Apparently these days I do a better job scribbling down things about the places I visit than actually doing any real student-y or fic writer-y things, so here I am. In another coffee shop, on another continent, and it's almost weird how much my brain shifts from gear to gear when I swing back to the little island. Over West I call this entire expansive region ASIA, as if I could tool it down as just the place over in the east
. I never like calling it Asia; I try hard not to call it Asia; everyone around me calls it Asia-Asians-Asianish and eventually you either have to cave or turn into a roaring monster of semantic usage, and I chose the former. In the interests of accuracy I suppose I'm Southeast Asian; that (again?) is a colonial neologism, a slapped together conglomeration of the Bits of Asia that Aren't China or In Danger of Becoming Australia and Definitely Not Japan or Korea. Or India.
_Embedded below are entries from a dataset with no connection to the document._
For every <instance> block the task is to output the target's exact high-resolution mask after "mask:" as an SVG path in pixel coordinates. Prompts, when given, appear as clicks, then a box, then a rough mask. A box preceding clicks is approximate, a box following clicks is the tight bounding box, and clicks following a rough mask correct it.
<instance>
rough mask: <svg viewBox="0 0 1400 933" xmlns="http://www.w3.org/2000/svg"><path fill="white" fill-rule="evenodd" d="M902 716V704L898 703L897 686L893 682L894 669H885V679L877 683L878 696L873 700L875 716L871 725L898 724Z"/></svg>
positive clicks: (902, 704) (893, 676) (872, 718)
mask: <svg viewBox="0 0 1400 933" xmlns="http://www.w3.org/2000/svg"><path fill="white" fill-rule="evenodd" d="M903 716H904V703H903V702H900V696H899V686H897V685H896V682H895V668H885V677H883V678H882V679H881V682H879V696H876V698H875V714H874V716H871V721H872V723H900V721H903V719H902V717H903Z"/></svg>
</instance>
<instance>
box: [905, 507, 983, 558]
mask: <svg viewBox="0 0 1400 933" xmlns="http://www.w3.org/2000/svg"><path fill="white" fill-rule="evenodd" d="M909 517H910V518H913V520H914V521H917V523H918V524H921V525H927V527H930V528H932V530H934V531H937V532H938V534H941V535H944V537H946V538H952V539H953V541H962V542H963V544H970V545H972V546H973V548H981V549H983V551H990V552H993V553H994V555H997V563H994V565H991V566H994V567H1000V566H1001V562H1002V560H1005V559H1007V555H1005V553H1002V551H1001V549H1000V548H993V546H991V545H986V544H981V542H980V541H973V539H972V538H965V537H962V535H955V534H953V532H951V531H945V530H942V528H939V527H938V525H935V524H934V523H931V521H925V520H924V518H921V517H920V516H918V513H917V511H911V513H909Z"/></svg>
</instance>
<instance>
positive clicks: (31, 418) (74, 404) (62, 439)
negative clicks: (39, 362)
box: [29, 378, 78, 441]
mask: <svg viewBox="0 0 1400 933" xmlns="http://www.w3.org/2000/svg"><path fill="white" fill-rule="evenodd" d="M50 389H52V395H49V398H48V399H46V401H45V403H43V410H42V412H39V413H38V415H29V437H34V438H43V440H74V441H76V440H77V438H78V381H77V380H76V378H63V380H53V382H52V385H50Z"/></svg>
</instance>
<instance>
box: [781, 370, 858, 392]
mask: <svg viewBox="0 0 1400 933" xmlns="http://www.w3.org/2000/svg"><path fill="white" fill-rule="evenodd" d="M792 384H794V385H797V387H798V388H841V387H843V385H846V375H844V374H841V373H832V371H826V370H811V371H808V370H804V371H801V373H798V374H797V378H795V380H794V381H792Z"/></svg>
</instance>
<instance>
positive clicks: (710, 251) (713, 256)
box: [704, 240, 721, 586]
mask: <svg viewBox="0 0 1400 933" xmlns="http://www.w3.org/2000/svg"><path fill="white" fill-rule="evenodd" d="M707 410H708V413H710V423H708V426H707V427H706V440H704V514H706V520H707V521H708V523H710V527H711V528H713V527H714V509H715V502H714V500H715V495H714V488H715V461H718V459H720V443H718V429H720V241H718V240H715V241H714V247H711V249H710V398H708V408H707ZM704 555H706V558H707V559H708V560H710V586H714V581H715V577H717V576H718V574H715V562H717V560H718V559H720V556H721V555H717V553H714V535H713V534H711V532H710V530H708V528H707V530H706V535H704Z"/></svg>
BUT THERE IS A LOT OF US, I mean:
-- and that horrible graphical representation of reality only covers the bits that are within shouting range of the Exaggerated Dot. Go a little fur
ther up and there's Vietnam and Cambodia and Myanmar/Burma and all these other places that are part of the
happy alliance that is ASEAN. I don't know the slightest thing about most of these places; I haven't been to a large number of these places; I don't think there's too much in common (linguistically, culturally, ethnically) between most of our nations and if we were to band together as a bunch of post-colonial "been there, done that, got stamped all over by the British/Dutch/French" Thailand would be rather unhappy and lonely in its never-been-conquered-before corner.
I'm home, in mostly-Chinese Exaggerated Dot in the middle of Mostly Muslim South-South East Asia (WE ARE THE FAR EAST!1!1) chilling out in one of the few malls that isn't connected to other malls by some giant underground advertising tunnel system eating at a coffee chain that can be found everywhere else in the world. *HEADCLUTCH* Mostly I should live on the internet, which is where I return to every time I have more than 30 seconds of free time from university life.
So, I'm back. I wonder if it's a weird harmonic thing that led me to making a lot of international school friends in college; the vibrations of not-displaced-displacement?
In other news, my hazelnut drink tastes full of delicious. Now to get off the thinky-thoughts horse to go write some corporate Reno and/or a bunch of original things that involve screaming and torture by education.